September 1856: Forging ahead in Manchester

Three months into an assignment and our roving reporter delivered details of a nut forging machine and orders to take a trip to the seaside.

In our July 2022 edition we recalled the adventures of a reporter sent to Manchester in 1856 to appraise the city’s manufacturing capabilities, a task executed thoroughly and with great enthusiasm.

By 1856 Manchester was well on its way to becoming the world’s first industrial city and our reporter was still there in September the same year to record the day-to-day activities in all manner of manufactories and the ebb-and-flow of daily life.

“I have now been nearly three months in Manchester; have perambulated most of her principal thoroughfares and byways and watched the living stream of faces which surges along them,” our reporter enthused. “I have…listened to the converse of her citizens in all their various moods and phases, visited most of the large manufactories; and, seeing Manchester both at work and at play, I have derived both pleasure and instruction from contact with perhaps the most active and intelligent community in England.”

One such manufactory housed an American nut forging machine installed at The Engineering Works of Messrs. William Collier and Co.

Our reporter noted that several attempts had been made to produce a machine for forging nuts ‘but hitherto their success has not been such as to bring them into anything like general use’.

The machine in question had been at work since 1854 ‘and had given very great satisfaction’.

“On the occasion of my visiting the establishment of Messrs collier I had an opportunity of seeing the machine at work and testing the quality of the nuts which it turned out,” our Victorian predecessor said. “One man only was required to attend to the machine, and the nuts were stamped out of a flat bar of iron at the rate of about three in a minute. The only difficulty seemed to be in keeping up a supply of bars heated to the proper temperature, with sufficient regularity to keep the machine constantly employed.”

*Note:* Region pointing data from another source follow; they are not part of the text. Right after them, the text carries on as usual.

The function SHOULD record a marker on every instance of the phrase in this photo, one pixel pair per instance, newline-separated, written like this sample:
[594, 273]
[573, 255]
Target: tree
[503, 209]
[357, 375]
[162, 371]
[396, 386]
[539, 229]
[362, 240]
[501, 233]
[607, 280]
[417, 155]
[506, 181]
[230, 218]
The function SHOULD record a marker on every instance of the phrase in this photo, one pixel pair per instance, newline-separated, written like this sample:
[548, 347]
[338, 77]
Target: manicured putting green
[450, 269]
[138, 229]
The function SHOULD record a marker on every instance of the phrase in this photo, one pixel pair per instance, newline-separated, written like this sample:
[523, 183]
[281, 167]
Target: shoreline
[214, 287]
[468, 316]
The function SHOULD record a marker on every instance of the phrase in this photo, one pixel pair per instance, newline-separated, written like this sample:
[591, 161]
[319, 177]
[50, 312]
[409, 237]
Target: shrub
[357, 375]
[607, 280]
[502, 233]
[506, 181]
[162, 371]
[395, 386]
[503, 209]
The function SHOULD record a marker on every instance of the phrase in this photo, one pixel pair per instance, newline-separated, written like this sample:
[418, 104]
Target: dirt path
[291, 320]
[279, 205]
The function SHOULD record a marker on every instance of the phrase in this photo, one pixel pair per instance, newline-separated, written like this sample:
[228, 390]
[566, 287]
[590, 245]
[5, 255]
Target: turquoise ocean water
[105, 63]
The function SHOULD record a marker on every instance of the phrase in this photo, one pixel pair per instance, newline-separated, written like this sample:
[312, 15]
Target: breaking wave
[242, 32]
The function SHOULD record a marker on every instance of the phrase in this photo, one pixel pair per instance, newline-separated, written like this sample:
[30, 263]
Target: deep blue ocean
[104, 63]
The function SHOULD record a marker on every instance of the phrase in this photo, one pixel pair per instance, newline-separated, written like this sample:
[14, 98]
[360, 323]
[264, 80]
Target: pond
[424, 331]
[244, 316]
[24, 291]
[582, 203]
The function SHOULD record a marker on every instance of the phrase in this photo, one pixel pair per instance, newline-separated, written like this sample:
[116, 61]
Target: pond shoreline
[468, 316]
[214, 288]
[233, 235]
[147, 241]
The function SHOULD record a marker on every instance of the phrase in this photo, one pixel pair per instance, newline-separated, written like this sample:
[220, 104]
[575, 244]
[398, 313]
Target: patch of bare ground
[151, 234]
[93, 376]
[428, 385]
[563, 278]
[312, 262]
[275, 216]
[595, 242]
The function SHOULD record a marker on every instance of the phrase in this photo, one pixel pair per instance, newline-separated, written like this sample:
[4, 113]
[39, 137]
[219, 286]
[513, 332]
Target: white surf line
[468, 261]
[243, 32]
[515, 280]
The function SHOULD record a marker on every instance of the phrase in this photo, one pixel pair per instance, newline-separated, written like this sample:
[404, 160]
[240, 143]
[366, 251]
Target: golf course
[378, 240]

The dyes were supplied with a constant stream of cold water to prevent them getting heated. The cold-water supply also caused scale to crack off from the finished nuts, leaving them ‘as clean and well defined as if they had been cast in a mould’. Our reporter added the nuts could be finished in a minute with a grindstone.


“The principle feature of novelty in the machine is the employment of a female die or die box to cut off portions from the bar and to receive the blank or portions cut off, swages to compress the blank into the desired shape, and a punch to perforate the hole or eye in the blank,” our reporter said, noting that the female die, or die box, was formed out of cast iron, ‘being a block with a square or hexagonal hole through its centre’.

Our reported continued: “The hole is larger on the upper side and is lined with cast steel plates neatly fitted in, with the upper ends wider and thicker than the lower ends to prevent them from dropping downwards; and they are prevented from rising by a circular wrought iron plate let into a recess in the cast iron block; the plate having a square or a hexagonal hole in its centre for the reception of the upper swage to enter the box dye.

“This swage is made of wrought iron, its lower edge being faced with steel and made to correspond in size with the die box, which it is to work; the upper end is larger, to prevent it from dropping out when the die box is made to rise. The hole through which the punch is made to ply is usually larger at the upper end, and small enough at the lower end, for about half an inch, to fit that part of the punch which makes the whole in the nut.

“The lower end of the swage is recessed or dished to form the impression of a washer upon the upper face of the nut. The stationary dye is made of steel and is also perforated for the reception of the punching, forced out by the punch.”

Our reporter’s Mancunian sojourn appears to have led to a case of Victorian burn out. Chapter 10 of Tour of the Provinces, published on September 26, 1856, had the subheading ‘Morecambe Bay’. In it, our exhausted reporter recalled leaving Manchester by train and the reasons for doing so.

“It may perhaps be remembered that my last contribution from Manchester was of a rather bilious character, and that we ‘babbled’ somewhat incoherently,” our reporter explained. “The consequence was, that the very next post brought a letter from our munificent editor, enclosing a cheque for a large amount, and ordering me to betake myself forthwith to the seaside.”

Our reporter’s description of the journey was typically florid, but it was Morecambe Bay’s manufactories and not the sea air that motivated this latest journey in the provinces.